Hi Niklas,
I just checked on my local git clone of noble master-next:
$ git log --oneline --grep "s390/pci: Allow re-add of a reserved but not yet
removed device"
1c9b1caef9db s390/pci: Allow re-add of a reserved but not yet removed device
$ git tag --contains 1c9b1caef9db
Ubuntu-6.8.0-64.67 <=====
Ubuntu-lowlatency-6.8.0-64.67.1
fheimes@T570:~/ubuntu-noble-master-next/noble-clean$ git show 1c9b1caef9db |
grep -C 3 zpci_event_reappear
zdev->state = ZPCI_FN_STATE_STANDBY;
}
+static void zpci_event_reappear(struct zpci_dev *zdev)
+{
+ lockdep_assert_held(&zdev->state_lock);
+ /*
--
}
} else {
+ if (zdev->state == ZPCI_FN_STATE_RESERVED)
+ zpci_event_reappear(zdev);
/* the configuration request may be stale */
- if (zdev->state != ZPCI_FN_STATE_STANDBY)
+ else if (zdev->state != ZPCI_FN_STATE_STANDBY)
--
}
} else {
+ if (zdev->state == ZPCI_FN_STATE_RESERVED)
+ zpci_event_reappear(zdev);
zpci_update_fh(zdev, ccdf->fh);
}
break;
fheimes@T570:~/ubuntu-noble-master-next/noble-clean$ rmadison
--suite=noble,noble-proposed --arch=s390x linux-generic
linux-generic | 6.8.0-31.31 | noble | s390x
linux-generic | 6.8.0-64.67 | noble-proposed | s390x <=====
So the code is included in: 6.8.0-64.67
On the git web interface I think it's this link:
https://git.launchpad.net/~ubuntu-kernel/ubuntu/+source/linux/+git/noble/log/?h=master-next&qt=grep&q=s390%2Fpci%3A+Allow+re-add+of+a+reserved+but+not+yet+removed+device
where this is referenced:
https://git.launchpad.net/~ubuntu-kernel/ubuntu/+source/linux/+git/noble/commit/?h=master-next&id=1c9b1caef9db383b587a19df8c6dcd14eb5f3af2
(so using normal master-next (master-next):
https://git.launchpad.net/~ubuntu-kernel/ubuntu/+source/linux/+git/noble/log/?h=master-next
instead of:
master-next--2025.06.16-2--auto )
--
You received this bug notification because you are a member of Kernel
Packages, which is subscribed to linux in Ubuntu.

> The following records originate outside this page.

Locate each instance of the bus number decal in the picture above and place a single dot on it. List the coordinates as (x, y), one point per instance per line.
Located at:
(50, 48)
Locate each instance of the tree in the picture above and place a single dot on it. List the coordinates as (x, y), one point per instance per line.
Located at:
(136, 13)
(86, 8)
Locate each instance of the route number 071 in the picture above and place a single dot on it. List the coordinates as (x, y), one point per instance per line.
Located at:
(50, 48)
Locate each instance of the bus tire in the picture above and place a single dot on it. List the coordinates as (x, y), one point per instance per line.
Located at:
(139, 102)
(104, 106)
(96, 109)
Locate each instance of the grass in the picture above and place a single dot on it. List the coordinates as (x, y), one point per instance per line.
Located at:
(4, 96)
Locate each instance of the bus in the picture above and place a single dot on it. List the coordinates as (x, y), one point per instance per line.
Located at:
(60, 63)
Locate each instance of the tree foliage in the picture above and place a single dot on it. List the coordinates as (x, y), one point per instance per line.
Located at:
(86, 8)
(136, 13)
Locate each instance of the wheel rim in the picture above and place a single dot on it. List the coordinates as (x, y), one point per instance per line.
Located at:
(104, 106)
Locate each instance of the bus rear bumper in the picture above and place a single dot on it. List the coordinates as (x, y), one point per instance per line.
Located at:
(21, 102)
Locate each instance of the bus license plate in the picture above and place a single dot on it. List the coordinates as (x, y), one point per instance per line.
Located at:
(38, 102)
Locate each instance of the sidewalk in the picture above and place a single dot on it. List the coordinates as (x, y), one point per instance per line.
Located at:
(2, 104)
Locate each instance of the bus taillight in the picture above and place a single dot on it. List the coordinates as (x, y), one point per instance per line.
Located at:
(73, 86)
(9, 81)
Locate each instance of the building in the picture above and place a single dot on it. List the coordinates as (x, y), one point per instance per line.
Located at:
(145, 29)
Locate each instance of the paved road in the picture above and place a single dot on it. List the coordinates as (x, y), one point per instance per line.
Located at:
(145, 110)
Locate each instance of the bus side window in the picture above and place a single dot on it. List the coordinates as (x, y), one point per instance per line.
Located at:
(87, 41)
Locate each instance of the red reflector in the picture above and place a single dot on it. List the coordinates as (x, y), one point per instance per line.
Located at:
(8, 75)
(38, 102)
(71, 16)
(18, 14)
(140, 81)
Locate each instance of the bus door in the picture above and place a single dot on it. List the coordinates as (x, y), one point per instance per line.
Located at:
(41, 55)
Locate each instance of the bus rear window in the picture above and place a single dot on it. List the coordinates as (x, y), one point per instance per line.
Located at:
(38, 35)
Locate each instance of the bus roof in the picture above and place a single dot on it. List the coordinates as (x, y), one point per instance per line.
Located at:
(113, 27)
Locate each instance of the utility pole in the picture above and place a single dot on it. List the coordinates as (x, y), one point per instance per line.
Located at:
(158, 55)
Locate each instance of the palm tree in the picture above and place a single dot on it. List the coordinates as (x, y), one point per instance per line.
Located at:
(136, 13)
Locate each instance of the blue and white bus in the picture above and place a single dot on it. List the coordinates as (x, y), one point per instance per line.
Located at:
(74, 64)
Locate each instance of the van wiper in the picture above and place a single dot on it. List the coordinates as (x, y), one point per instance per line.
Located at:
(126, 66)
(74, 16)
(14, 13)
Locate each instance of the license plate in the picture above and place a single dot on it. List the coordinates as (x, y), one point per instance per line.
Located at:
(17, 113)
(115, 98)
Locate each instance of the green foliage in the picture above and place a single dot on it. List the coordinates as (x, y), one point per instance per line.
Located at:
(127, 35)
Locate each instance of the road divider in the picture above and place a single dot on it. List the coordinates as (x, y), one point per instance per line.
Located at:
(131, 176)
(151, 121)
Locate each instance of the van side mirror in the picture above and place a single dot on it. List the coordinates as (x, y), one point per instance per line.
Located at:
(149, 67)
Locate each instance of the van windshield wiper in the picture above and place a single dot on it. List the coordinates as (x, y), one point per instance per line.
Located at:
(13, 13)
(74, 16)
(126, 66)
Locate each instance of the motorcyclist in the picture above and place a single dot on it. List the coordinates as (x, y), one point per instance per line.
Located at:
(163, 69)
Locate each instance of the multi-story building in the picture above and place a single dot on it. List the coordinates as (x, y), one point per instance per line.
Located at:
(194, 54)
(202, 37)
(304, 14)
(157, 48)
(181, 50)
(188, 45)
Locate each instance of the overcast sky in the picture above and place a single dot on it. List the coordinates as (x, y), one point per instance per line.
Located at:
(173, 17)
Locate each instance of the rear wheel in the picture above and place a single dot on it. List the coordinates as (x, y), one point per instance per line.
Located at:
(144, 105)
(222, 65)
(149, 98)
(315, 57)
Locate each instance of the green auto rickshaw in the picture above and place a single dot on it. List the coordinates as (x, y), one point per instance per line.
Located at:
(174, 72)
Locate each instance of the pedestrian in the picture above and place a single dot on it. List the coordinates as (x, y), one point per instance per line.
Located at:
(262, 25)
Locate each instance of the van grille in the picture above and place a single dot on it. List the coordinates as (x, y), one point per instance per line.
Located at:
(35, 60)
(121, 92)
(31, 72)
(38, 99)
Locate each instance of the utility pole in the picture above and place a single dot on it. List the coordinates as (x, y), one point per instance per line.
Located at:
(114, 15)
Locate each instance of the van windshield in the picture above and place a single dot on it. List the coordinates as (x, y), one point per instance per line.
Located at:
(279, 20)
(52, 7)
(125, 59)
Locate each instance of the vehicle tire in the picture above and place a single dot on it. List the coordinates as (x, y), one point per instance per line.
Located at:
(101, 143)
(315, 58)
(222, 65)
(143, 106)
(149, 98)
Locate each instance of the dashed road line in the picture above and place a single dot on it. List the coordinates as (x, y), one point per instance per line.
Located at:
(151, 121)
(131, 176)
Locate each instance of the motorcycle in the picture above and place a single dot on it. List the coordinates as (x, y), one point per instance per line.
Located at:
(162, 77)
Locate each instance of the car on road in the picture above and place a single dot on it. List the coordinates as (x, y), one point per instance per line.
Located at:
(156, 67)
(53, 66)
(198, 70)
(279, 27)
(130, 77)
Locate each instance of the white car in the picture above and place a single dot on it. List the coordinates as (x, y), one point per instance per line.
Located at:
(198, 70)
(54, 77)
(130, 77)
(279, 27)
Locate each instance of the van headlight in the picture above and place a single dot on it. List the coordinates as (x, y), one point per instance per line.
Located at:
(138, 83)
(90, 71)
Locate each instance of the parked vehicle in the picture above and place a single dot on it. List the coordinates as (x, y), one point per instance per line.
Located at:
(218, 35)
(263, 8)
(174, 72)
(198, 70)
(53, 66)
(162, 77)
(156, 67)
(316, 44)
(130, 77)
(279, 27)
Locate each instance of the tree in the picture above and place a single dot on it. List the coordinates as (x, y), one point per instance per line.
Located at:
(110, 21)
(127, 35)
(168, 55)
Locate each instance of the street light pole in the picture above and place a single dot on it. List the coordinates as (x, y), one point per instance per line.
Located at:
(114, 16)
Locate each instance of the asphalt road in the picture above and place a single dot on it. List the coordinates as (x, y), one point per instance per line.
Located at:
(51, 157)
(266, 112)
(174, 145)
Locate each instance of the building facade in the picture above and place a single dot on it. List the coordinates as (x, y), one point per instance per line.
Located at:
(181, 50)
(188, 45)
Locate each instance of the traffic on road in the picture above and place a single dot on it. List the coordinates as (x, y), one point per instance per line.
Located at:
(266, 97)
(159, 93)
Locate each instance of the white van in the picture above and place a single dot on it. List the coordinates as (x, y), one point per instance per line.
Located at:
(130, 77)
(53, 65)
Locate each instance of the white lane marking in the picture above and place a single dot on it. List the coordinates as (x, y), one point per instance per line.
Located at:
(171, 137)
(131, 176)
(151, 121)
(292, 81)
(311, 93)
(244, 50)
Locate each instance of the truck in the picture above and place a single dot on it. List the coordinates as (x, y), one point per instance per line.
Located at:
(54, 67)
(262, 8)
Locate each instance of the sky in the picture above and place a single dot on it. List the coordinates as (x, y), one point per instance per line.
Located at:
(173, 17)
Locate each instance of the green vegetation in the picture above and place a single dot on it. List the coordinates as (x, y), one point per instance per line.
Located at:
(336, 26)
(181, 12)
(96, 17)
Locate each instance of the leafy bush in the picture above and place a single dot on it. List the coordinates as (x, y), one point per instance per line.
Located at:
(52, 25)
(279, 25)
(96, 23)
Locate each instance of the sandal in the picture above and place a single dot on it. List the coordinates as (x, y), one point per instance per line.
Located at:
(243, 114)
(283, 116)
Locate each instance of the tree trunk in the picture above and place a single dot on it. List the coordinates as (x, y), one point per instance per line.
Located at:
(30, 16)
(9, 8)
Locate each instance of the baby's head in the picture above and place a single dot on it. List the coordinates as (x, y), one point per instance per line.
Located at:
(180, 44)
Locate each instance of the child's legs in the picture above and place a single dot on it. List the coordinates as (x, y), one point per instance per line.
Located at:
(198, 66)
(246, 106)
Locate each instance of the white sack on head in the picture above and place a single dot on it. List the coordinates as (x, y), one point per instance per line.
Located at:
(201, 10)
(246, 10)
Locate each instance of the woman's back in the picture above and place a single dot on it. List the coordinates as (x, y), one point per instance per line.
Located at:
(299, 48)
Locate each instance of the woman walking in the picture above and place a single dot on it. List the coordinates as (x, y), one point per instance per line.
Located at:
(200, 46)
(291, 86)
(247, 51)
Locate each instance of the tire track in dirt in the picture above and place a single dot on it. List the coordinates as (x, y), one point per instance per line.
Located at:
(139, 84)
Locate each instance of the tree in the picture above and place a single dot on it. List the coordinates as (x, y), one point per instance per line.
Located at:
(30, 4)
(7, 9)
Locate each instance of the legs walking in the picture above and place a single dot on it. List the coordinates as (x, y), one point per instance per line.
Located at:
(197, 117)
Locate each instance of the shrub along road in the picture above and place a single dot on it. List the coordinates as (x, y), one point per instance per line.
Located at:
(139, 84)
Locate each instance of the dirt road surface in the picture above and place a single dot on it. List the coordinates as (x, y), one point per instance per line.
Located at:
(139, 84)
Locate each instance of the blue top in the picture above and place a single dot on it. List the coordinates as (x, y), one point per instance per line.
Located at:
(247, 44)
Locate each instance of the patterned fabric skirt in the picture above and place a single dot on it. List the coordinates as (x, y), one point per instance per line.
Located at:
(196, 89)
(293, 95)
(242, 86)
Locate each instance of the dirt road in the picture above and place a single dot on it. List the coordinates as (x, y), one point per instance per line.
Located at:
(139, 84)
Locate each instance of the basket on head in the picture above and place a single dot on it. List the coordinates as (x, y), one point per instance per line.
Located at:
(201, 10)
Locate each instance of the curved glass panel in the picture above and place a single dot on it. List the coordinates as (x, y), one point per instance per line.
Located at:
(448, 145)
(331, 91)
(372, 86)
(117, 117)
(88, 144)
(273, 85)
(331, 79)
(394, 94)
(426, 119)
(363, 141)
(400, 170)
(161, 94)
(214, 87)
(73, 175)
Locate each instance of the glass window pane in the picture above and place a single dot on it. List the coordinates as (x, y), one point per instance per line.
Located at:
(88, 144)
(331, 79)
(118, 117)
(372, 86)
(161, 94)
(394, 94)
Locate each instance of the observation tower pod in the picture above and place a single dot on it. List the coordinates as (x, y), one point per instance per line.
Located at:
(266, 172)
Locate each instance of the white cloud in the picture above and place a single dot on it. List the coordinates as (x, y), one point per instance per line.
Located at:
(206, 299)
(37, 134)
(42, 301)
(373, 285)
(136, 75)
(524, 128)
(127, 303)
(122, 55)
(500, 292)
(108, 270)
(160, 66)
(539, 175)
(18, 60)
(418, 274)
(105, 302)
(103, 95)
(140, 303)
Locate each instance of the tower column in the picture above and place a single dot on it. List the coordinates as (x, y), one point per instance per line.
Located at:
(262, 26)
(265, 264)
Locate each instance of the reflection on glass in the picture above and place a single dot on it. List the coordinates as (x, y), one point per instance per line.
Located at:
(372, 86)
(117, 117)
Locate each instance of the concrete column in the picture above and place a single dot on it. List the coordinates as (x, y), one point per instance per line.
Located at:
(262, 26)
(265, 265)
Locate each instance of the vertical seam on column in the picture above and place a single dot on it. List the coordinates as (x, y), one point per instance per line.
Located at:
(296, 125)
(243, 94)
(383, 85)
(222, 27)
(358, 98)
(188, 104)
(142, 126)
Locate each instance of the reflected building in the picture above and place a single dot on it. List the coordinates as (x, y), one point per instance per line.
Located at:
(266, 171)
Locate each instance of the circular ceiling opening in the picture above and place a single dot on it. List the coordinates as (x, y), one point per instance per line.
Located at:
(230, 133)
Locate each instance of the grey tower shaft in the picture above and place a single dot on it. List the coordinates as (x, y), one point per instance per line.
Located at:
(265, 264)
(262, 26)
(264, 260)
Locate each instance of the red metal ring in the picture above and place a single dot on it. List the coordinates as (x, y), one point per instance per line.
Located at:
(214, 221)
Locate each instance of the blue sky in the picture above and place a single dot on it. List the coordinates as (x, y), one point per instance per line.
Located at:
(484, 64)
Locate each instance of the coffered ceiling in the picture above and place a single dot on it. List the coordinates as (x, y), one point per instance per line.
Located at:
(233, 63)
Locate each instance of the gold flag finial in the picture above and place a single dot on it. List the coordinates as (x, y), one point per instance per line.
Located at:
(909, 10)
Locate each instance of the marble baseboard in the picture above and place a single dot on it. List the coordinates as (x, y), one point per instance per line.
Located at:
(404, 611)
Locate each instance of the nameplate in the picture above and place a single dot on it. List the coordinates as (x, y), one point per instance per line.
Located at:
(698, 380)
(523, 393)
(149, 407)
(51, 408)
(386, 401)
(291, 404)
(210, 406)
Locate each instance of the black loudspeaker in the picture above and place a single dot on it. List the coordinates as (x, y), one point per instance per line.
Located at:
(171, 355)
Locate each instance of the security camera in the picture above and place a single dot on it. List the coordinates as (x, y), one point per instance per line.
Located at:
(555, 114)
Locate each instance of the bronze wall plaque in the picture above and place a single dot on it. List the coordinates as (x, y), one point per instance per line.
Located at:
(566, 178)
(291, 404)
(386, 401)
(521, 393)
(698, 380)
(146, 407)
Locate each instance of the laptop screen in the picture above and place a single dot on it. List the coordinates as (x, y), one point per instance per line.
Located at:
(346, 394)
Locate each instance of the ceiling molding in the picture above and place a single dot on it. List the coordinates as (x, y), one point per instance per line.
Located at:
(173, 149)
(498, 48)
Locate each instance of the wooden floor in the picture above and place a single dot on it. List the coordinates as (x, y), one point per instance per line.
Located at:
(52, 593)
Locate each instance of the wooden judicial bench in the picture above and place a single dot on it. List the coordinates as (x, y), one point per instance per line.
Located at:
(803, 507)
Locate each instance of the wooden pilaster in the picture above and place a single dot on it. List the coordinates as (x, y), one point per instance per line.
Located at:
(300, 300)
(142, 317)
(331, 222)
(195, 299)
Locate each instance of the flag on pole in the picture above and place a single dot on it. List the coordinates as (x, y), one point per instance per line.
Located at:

https://bugs.launchpad.net/bugs/2114174
Title:
[UBUNTU 24.04] s390/pci: Fix immediate re-add of PCI function after
remove
Status in Ubuntu on IBM z Systems:
Fix Committed
Status in linux package in Ubuntu:
Invalid
Status in linux source package in Noble:
Fix Committed
Status in linux source package in Plucky:
Fix Committed
Bug description:
[ Impact ]
s390/pci: Fix immediate re-add of PCI function after remove
A PCI function may be reserved directly after being
deconfigured. If it subsequently returns back in the standby
state Linux may not be able to use the new instance generating
a kernel warning about trying to create an already existing
sysfs file for the IOMMU.
The problem occurs because the new instance of the same
underlying device is created before the prior instance is
completely torn down. This happens because the lifetime of the
PCI device representation in Linux is determined by reference
counts. A driver, the network stack, or even user-space
(including via vfio-pci) may be holding onto the device
represenation even after the underlying device is gone.
The solution to this is twofold. Firstly allow re-using the
pre-existing struct zpci_dev and/or struct pci_dev for the newly
re-added instance of the underlying device up until the point
where the struct zpci_dev is fully removed. Secondly serialize
the addition and removal of PCI functions such that re-adding
a new instance, after the old one is already being removed, will
wait for the removal to finish before adding the new instance.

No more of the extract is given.